ST. LOUIS • St. Louis University associate professor Robert Pasken and a team of students are taking part in a project to send video to NASA during the Aug. 21 solar eclipse, and they are inviting the public to help with the research.

The project will send high-altitude balloons into the sky during the eclipse to record and relay information. Planning has been underway for almost a decade.

The local scientists are among 20 university teams that will take part in the research along the path of the eclipse, from the coast of Oregon to the coast of South Carolina.

Pasken and the students practiced filling a weather balloon with helium Tuesday.

“There’s an awful lot of things that happen to get a balloon off the ground,” Pasken said, “and it’s a coordinated effort that they actually have to put the balloon together, fill the balloon full of helium and tie all of the pieces together.”

A unique part of the eclipse project is its availability to the public.
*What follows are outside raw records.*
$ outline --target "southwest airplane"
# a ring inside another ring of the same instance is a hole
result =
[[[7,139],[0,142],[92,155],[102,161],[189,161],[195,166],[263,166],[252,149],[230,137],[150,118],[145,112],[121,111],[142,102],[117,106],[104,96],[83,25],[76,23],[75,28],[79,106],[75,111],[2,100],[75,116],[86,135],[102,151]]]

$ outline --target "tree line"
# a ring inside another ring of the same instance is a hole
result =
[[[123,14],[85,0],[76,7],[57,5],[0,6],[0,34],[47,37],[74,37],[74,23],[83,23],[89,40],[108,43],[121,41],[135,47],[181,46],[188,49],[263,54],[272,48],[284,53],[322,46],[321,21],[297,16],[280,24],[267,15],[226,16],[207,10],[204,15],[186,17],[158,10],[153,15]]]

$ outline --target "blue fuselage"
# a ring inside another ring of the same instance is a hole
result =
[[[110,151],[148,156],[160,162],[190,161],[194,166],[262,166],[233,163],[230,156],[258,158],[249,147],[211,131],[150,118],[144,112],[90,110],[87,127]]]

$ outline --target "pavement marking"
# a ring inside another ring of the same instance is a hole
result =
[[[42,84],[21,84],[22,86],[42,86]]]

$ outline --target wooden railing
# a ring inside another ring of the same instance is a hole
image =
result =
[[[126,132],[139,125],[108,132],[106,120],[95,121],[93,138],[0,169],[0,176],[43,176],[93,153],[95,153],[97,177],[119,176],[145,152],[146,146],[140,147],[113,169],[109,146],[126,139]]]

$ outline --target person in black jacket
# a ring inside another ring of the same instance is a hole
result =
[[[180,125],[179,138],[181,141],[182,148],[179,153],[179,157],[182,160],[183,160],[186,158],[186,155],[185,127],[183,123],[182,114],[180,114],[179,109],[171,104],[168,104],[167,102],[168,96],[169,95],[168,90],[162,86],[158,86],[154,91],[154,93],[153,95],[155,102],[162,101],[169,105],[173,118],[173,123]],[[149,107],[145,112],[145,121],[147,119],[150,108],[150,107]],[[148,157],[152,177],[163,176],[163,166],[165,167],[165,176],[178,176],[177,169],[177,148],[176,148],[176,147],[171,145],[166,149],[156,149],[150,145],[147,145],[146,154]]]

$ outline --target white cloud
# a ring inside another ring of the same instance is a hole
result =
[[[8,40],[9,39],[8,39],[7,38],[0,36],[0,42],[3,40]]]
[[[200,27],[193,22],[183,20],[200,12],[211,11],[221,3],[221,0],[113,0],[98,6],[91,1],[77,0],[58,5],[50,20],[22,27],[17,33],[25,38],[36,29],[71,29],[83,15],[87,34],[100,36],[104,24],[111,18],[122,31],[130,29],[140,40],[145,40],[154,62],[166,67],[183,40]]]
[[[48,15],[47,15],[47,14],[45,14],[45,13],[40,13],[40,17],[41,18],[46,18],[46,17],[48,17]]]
People who are interested in the eclipse are encouraged to get involved by photographing the shadow bands that appear just before and just after totality.

NASA describes the bands as a “phenomenon of light and motion.”

Pasken wants to learn more about why they form and at what altitude.

“This is an opportunity for the general public to help scientists across the country,” Pasken said. “It’s actually very easy. What you need to do is take either a white piece of cardboard or a white sheet, just something that’s white that’s about 3 foot by 4 foot and lay it on the ground, and put some rocks on it so it doesn’t blow away, and then take some video.”

The video should then be emailed to Pasken at

Pasken’s team will be working toward finding the source in the atmosphere of the bands. “One of the things that’s being explored in this experiment is what causes these shadow bands during the eclipse. Is it something high up at around 60,000 feet, or is it something down low, around 1,000 feet above the ground?”

As a meteorologist, Pasken tends to study the weather behind a computer. “This is an opportunity to actually get outside and into the real world and actually see real meteorology.”